The history of New Zealand Aotearoa in the 19th and 20th centuries is to a large extent a history of the alienation of communally-owned iwi and hapu land – the spiritual and economic life-blood of Māori communities.
As early as 1865 – when the Māori Land Court was set up – 55 percent of the land in Te Paparahi o Te Raki – or Northland – had been lost to Māori through a combination of confiscations and sales to the Crown.
By 1910 another 600,000 acres – or thirty percent of the whenua still owned by Māori – had been purchased by the Crown or private parties. And by the dawn of the 21st century just 10 percent of Te Paparahi o Te Raki was in Maori hands.
The Crown and Northland iwi are yet to settle their claims and no doubt some land will be returned when they do – but with Waitangi Tribunal claims restricted by law to lands currently in Crown ownership it will only be a fraction of the land lost. Sadly all too often the land with the most spiritual value is not in Crown ownership.
That was the case with Mt Huruiki until one of the descendants of its original owners – Brandon Edwards (Ngāti Hau, Ngāpuhi) - managed to buy it back in 2011.
In 1961 Huruiki Station was sold to a local Pakeha farmer and the title was transferred from Māori to general title. Brandon’s grandfather was one of 100 shareholders in the land and held the single biggest share – the third generation in the family to do so.
Brandon, a commercial lawyer and investment banker by trade, doesn’t know exactly how the sale came about but does know that the owners were in rates arrears for three years and owed £76.
“I believe, just looking through the information I’ve had available to me, there was some form of persuasion, pressure, encouragement, if you like, because of the default or the arrears in rates to look to sell the property.
“I can only assume, also that’s the case, because it is the maunga for our hapu. That decision to sell would not have been made lightly.”
Brandon grew up hunting on the land – because his family had remained friends with the Pakeha owners – but access to the whenua and the maunga couldn’t be taken for granted by the many other local Māori who whakapapa to Huruiki.

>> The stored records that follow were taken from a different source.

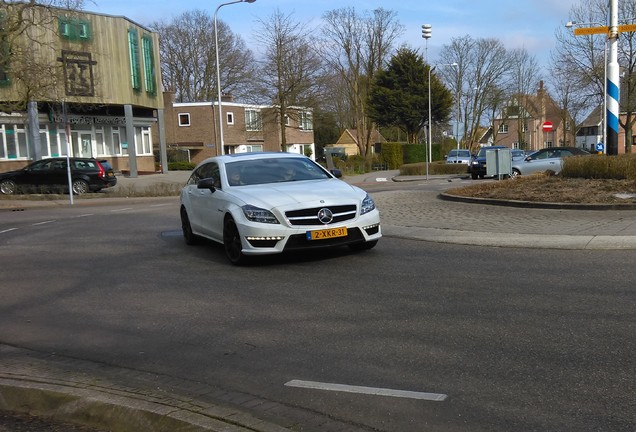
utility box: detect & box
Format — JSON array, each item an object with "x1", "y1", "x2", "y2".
[{"x1": 486, "y1": 148, "x2": 512, "y2": 179}]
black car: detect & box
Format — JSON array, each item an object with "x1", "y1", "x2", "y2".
[
  {"x1": 467, "y1": 146, "x2": 511, "y2": 179},
  {"x1": 0, "y1": 157, "x2": 117, "y2": 195}
]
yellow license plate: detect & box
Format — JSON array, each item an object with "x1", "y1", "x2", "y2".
[{"x1": 307, "y1": 227, "x2": 348, "y2": 240}]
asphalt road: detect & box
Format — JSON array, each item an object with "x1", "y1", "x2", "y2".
[{"x1": 1, "y1": 195, "x2": 635, "y2": 431}]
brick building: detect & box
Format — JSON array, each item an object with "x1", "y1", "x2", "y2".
[{"x1": 158, "y1": 91, "x2": 315, "y2": 166}]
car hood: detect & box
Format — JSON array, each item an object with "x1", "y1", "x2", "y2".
[{"x1": 228, "y1": 179, "x2": 366, "y2": 209}]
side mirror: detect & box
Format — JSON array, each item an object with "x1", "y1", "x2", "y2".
[
  {"x1": 197, "y1": 177, "x2": 217, "y2": 192},
  {"x1": 330, "y1": 169, "x2": 343, "y2": 178}
]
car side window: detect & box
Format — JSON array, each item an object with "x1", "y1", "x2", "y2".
[
  {"x1": 187, "y1": 162, "x2": 221, "y2": 189},
  {"x1": 31, "y1": 160, "x2": 52, "y2": 171}
]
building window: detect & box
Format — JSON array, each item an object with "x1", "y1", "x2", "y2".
[
  {"x1": 521, "y1": 122, "x2": 528, "y2": 132},
  {"x1": 58, "y1": 17, "x2": 91, "y2": 41},
  {"x1": 178, "y1": 113, "x2": 190, "y2": 126},
  {"x1": 226, "y1": 112, "x2": 234, "y2": 125},
  {"x1": 0, "y1": 124, "x2": 28, "y2": 160},
  {"x1": 284, "y1": 114, "x2": 290, "y2": 126},
  {"x1": 499, "y1": 124, "x2": 509, "y2": 133},
  {"x1": 299, "y1": 111, "x2": 313, "y2": 130},
  {"x1": 127, "y1": 28, "x2": 141, "y2": 91},
  {"x1": 245, "y1": 109, "x2": 262, "y2": 131},
  {"x1": 245, "y1": 144, "x2": 263, "y2": 152},
  {"x1": 0, "y1": 16, "x2": 10, "y2": 87},
  {"x1": 141, "y1": 34, "x2": 156, "y2": 95}
]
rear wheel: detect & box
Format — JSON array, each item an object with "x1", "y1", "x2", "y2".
[
  {"x1": 511, "y1": 168, "x2": 521, "y2": 179},
  {"x1": 180, "y1": 207, "x2": 201, "y2": 245},
  {"x1": 223, "y1": 217, "x2": 248, "y2": 265},
  {"x1": 72, "y1": 179, "x2": 89, "y2": 195},
  {"x1": 471, "y1": 173, "x2": 478, "y2": 180},
  {"x1": 0, "y1": 179, "x2": 16, "y2": 195}
]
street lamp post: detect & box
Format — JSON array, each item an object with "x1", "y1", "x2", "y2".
[
  {"x1": 214, "y1": 0, "x2": 256, "y2": 156},
  {"x1": 422, "y1": 24, "x2": 432, "y2": 179}
]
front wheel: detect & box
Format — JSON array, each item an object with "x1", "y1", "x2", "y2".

From an early age Brandon dreamed of buying the land back.
In the early 2000s the property came back on the market and Brandon Edwards, who had recently graduated and was a practicing lawyer, scraped together everything he could and put together a bid for the property but it wasn't enough and the property was sold to developers. “So we thought maybe it is just a pipe-dream.”

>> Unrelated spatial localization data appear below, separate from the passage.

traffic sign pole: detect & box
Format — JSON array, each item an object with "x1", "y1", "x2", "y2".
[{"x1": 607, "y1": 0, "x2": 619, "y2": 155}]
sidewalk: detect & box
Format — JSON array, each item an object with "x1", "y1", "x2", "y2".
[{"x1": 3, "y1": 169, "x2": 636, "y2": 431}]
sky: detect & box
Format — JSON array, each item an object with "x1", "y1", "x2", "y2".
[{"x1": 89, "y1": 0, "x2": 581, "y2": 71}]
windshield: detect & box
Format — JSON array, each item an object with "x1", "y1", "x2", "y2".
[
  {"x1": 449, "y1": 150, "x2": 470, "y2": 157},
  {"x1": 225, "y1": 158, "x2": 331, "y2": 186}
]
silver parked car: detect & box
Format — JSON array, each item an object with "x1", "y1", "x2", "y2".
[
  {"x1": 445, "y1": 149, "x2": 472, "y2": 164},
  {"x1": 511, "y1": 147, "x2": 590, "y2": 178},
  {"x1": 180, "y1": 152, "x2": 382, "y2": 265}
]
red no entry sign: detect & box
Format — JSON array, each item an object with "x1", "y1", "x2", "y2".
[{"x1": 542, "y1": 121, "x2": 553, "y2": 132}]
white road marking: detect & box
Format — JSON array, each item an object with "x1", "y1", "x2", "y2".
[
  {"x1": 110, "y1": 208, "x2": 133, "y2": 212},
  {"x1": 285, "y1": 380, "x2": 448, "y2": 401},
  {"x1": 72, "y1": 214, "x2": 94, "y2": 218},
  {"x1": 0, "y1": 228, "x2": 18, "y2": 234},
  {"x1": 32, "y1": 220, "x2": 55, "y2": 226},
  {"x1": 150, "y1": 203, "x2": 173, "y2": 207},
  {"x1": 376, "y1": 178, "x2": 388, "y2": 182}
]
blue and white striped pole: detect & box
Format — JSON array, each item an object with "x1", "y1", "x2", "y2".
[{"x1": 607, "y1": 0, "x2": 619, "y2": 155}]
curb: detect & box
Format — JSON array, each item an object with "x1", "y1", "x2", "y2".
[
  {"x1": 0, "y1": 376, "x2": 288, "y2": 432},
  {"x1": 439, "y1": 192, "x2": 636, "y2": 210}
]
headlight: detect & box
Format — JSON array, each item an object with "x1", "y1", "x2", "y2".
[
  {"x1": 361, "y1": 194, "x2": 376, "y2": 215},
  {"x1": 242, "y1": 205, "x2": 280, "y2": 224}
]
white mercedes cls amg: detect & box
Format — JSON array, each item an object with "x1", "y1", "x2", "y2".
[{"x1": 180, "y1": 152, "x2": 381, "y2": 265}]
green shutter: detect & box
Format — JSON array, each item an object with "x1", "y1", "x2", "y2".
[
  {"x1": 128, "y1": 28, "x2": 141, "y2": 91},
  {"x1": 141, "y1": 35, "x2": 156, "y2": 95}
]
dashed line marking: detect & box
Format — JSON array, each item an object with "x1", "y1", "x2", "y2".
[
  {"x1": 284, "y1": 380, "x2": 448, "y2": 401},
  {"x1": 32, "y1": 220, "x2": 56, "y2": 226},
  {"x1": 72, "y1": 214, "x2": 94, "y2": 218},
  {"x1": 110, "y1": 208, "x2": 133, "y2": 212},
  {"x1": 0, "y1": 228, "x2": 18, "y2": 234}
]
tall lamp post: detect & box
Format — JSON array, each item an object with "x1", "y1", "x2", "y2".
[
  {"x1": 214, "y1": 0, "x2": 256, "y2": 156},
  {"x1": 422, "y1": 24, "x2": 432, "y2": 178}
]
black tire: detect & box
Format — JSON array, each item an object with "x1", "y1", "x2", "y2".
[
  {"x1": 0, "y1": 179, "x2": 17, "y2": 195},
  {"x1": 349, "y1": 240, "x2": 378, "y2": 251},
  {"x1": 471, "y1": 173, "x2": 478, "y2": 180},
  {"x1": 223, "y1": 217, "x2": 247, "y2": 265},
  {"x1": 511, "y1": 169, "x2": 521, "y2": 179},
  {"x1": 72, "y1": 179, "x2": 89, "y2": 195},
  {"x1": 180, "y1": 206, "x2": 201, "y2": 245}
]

Brandon and his wife Kiri set about making a life for themselves overseas – with Brandon working as an investment banker in Hong Kong, Singapore and London, and Kiri Edwards bringing up their young family and representing Hong Kong in netball. It was a successful ex-pat life – a long way from Northland.
Then in 2011 Huruiki station came back onto the market; and Brandon and Kiri, having spent 15 years working in investment banking, were in a position to buy it back.
The couple and their children have returned to Aotearoa for good, and are in the process of transforming Huruiki into a sustainable farm.... and much, much more.
Each school holidays children from Brandon's Whakapara marae run up the 465 metre Mt Huruiki and learn about its history, fauna and flora. The mountain has returned to its people.